Last night I wrote a brief post about the idiot at the Chicago Tribune who wrote a stupid op-ed piece for her paper. If you missed it, please click here so I don’t have to recapitulate.
The outrage over Ms. McQueary’s ignorant op-ed piece has raged on all day on social media. The hashtag #FireMcQueary has even popped up. I don’t get it: this woman does not have the power or influence to inflict additional damage on people who were harmed by Hurricane Katrina. It’s 2015, not 2005. The recovery is not as strong as she depicted it, but we’re no longer on our knees and shouldn’t waste any more time on this stupid article. I certainly won’t.
I have the right to say this. I was in the trenches as a neighborhood leader, civic activist, and blogger in the aftermath of the storm. I fought the good fight for many years. It was sometimes necessary to correct and/or denounce erroneous statements by people who were ignorant of what was really happening in New Orleans.

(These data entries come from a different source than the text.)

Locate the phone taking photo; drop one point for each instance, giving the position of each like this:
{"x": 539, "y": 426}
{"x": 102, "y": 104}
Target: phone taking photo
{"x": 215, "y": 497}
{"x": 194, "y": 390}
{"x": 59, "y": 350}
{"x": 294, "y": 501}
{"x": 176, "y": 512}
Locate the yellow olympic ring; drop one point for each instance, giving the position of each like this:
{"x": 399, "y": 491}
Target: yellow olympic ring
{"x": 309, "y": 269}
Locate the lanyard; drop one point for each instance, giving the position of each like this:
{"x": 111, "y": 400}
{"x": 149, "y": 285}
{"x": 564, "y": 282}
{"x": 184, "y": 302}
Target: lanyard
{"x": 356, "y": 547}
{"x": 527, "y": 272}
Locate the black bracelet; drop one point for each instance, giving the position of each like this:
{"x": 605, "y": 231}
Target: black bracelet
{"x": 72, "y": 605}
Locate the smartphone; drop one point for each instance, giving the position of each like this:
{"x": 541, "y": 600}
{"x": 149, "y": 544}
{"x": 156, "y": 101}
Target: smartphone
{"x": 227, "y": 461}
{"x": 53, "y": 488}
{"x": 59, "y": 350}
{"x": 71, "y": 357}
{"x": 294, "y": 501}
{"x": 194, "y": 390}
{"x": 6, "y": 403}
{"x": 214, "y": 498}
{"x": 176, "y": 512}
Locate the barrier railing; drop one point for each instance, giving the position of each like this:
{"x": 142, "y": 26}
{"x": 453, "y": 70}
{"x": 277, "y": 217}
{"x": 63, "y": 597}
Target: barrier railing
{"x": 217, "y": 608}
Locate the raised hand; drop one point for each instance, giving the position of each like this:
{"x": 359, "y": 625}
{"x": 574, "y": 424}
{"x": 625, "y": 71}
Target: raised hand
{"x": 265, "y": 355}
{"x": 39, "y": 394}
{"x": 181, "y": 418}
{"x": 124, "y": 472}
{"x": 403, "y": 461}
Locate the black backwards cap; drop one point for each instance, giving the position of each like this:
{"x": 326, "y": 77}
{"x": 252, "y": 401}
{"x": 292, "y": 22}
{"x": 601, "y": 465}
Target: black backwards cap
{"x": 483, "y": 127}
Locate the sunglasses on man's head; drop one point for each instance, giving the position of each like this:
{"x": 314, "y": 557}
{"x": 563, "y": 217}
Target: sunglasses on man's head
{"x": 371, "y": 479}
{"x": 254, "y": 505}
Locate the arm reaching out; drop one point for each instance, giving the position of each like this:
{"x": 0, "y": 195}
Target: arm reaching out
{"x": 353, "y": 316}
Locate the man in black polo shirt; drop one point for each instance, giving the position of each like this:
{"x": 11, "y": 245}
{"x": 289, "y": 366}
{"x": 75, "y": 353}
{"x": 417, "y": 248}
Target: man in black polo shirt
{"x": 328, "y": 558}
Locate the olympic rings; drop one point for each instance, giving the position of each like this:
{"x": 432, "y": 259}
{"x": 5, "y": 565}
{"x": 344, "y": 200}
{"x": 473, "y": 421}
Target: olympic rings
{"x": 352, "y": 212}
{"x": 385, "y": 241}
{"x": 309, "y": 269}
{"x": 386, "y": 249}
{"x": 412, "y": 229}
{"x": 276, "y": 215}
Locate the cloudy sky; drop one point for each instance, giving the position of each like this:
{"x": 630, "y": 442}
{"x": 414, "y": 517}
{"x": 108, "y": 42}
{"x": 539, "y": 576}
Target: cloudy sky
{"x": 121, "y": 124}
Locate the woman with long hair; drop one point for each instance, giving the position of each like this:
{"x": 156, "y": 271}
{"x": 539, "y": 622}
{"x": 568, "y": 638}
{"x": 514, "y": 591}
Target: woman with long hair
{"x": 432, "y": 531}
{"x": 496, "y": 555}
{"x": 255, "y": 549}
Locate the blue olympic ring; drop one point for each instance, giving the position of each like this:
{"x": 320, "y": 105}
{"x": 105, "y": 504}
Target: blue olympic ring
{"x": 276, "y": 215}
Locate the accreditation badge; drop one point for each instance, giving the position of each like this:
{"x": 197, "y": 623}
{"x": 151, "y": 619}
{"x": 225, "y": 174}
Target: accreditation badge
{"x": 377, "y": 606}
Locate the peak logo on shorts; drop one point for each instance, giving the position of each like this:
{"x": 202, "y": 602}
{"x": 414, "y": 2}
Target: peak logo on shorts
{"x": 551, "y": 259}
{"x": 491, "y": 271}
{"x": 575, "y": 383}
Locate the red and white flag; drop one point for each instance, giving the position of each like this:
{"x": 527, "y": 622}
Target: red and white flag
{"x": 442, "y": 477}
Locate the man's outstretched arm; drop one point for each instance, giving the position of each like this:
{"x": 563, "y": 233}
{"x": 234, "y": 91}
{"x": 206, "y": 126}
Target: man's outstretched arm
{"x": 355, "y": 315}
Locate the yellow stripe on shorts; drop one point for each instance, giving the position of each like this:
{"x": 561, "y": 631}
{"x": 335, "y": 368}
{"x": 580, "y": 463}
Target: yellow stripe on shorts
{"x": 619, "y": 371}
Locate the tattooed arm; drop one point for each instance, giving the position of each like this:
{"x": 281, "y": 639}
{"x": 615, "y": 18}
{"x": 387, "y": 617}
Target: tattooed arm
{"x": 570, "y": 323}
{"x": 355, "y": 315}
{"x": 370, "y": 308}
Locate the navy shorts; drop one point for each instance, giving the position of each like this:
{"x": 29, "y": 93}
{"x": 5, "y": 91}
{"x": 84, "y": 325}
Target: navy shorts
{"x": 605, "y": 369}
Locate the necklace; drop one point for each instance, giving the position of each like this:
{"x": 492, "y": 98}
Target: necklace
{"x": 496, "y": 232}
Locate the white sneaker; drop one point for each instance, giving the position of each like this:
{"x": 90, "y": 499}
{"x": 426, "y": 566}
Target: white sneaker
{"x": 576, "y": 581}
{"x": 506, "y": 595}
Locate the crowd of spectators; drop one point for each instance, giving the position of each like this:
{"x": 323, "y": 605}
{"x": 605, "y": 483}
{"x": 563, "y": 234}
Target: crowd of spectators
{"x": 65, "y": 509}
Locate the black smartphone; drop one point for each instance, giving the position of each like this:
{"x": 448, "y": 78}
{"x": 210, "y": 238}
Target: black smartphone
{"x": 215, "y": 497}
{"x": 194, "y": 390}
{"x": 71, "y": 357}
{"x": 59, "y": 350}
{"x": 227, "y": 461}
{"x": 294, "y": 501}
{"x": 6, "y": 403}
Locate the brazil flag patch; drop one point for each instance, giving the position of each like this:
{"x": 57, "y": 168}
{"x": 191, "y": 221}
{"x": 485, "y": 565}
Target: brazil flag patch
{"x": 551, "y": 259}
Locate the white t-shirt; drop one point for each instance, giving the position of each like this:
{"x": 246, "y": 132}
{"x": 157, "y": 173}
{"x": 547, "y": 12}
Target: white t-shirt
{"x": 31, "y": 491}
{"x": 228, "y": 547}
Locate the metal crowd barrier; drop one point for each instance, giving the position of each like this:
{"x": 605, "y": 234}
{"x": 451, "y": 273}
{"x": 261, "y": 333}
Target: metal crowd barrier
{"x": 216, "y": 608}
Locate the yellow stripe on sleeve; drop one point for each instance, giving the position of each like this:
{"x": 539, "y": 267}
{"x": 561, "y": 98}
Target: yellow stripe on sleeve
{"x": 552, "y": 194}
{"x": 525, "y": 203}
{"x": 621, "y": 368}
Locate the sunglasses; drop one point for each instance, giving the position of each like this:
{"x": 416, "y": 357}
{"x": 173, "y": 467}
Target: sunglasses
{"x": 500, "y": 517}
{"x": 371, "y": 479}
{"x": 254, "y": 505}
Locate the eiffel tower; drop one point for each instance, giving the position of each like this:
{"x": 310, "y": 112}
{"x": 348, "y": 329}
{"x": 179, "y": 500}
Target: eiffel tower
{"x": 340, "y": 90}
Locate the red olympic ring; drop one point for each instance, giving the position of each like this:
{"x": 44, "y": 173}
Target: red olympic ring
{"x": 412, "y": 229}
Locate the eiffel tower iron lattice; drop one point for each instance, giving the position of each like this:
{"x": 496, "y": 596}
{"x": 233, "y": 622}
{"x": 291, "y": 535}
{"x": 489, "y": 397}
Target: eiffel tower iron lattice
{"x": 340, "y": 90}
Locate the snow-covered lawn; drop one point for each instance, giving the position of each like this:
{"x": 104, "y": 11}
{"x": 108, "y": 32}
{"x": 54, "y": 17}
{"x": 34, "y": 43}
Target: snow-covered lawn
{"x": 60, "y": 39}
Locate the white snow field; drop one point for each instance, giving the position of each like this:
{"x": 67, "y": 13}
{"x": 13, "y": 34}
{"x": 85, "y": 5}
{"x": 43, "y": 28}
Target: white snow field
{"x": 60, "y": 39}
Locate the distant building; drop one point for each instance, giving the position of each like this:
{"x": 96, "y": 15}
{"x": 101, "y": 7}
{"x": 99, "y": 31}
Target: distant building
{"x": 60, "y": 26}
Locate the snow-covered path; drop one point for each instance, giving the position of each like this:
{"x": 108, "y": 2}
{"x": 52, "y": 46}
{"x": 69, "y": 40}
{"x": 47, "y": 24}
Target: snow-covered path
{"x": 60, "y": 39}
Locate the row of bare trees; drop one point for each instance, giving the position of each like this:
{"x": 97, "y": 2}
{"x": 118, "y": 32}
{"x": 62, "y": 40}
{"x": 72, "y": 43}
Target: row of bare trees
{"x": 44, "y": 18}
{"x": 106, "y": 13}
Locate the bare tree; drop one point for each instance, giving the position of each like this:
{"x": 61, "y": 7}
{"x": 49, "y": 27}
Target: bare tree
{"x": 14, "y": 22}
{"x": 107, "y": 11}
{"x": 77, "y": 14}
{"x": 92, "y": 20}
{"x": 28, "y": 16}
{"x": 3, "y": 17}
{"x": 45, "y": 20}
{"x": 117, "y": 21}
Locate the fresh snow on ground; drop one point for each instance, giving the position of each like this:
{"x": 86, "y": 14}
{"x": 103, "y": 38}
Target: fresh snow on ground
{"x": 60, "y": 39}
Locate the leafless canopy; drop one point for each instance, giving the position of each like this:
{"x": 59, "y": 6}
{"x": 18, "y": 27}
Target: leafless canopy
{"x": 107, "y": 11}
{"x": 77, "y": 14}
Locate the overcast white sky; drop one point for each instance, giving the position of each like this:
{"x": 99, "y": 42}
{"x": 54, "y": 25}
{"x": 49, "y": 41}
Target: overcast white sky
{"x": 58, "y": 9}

There’s a big difference between then and now: the idiotic statements were coming from people who could damage our chances to recover from the disaster. That’s why we jumped all over fools like Denny Hastert, Tom Delay, and other inside the beltway conservatives. They had the power to hurt us. Kristen McQueary does not.

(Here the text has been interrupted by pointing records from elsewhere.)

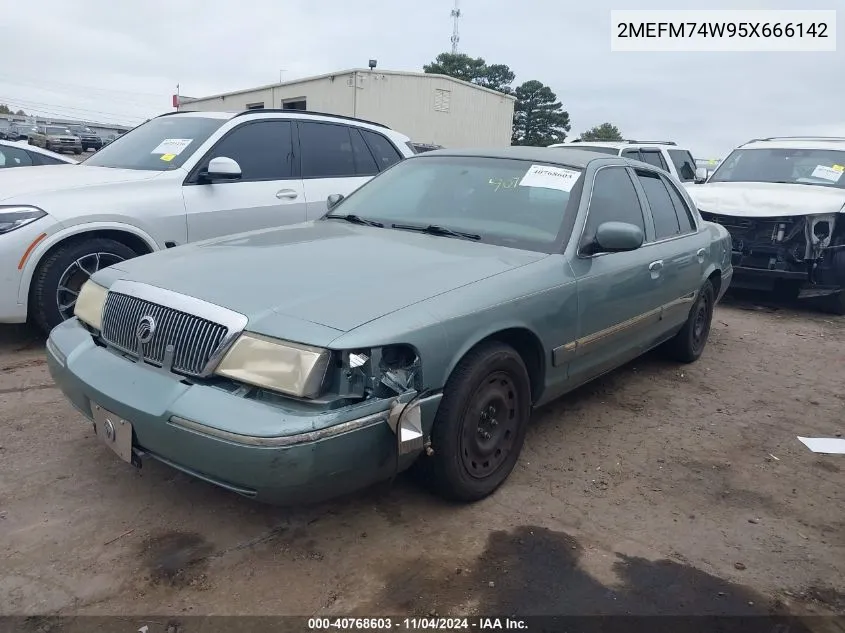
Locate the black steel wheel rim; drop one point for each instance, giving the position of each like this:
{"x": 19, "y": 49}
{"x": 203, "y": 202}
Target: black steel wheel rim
{"x": 80, "y": 271}
{"x": 701, "y": 324}
{"x": 490, "y": 425}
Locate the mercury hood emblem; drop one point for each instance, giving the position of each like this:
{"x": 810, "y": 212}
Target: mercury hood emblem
{"x": 145, "y": 329}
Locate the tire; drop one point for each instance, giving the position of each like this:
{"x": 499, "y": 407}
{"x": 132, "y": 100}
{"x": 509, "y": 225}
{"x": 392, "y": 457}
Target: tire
{"x": 490, "y": 381}
{"x": 688, "y": 344}
{"x": 44, "y": 293}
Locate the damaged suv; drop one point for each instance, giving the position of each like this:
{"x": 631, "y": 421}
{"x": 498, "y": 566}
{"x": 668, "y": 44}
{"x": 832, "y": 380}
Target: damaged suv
{"x": 783, "y": 201}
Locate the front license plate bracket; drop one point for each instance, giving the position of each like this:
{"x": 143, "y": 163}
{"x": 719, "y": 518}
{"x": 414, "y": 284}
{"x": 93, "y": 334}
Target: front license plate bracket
{"x": 115, "y": 432}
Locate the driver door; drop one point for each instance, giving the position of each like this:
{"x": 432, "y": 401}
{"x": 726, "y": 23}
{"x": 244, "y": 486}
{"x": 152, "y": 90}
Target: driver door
{"x": 269, "y": 193}
{"x": 619, "y": 294}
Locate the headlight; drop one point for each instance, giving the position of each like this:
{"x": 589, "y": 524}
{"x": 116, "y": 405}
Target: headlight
{"x": 291, "y": 368}
{"x": 12, "y": 218}
{"x": 90, "y": 303}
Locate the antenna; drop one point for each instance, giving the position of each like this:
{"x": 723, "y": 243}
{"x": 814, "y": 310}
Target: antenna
{"x": 456, "y": 36}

I understand that people are raw and jittery over the impending 10th anniversary of the storm. We should, however, have a sense of perspective and proportion and not freak out because someone we’d never heard of used an inappropriate and downright moronic Katrina analogy. I would also like to point out that we’ve heard the same “clean slate” nonsense from influential New Orleanians including City Council members, powerful business people, and both post-K Mayors, Ray Nagin and Mitch Landrieu.
This whole episode reminds me why I wrote this on July, 27 as part of an Odds & Sods post:
Katrinaversary Ennui: There’s been a lot written in the local, national, and international media about the looming 10 year anniversary of Hurricane Katrina and the Federal Flood. I am skipping most of it even though some of it has been written by friends of mine. I lived it and dealt with the aftermath and neither need nor want to go there again. I spent 5+ years in the trenches fighting the good fight as both a blogger and activist and the endless rehashing is of no interest to me. I remember it well.
I am equally disinterested in any of the planned public anniversary celebrations; many of which have dueling perspectives on the state of the city 10 years after the flood. One camp sees pre-K New Orleans as an Edenic place free of hispters and greedy developers. The other camp sees pre-K New Orleans as a crime ridden hell hole with blighted housing,and too many poors. Neither side is right and they’re both out to sell an agenda that I’m not buying. I lived it and remember it well.
Until yesterday, I kept to my policy of neither reading about nor responding to any articles about the event that changed all our lives in New Orleans. I *almost* regret making an exception and responding to McQueary’s malakatude, but it had to be done. This is the last time I’m doing this.
Our current adversaries are pissants and cannot harm us in any tangible way. I want to be a semi-normal person living a semi-normal life in a semi-normal city. I don’t want to spend any more time fighting with the likes of Statehouse Chick. I’m done, and I wish everyone would put away their virtual torches and pitchforks and stop obsessing over what I called A Stupid Piece By An Ignorant Person. That’s all it is: she’s not a dragon that needs slaying. Instead, she’s a rather puny lizard of the sort your cat might leave on the mat if she had nothing better to do. We have better things to do.
It’s time to heed the advice of Graham Parker and get over it and move on:
Our regularly scheduled programming will resume at the stroke of midnight with the latest edition of Saturday Odds & Sods. We all need a laugh after the last few days.
Repeat after me: Get over it and move on.
Disagree. She and others can and do hurt us. It is imperative to respond as wrathfully as possible. Otherwise, New Orleans is the mat, she is the cat, and we are the lizard of which you speak.
One day of it was fine by me. The second day was overkill: she’s a guppy, not a whale.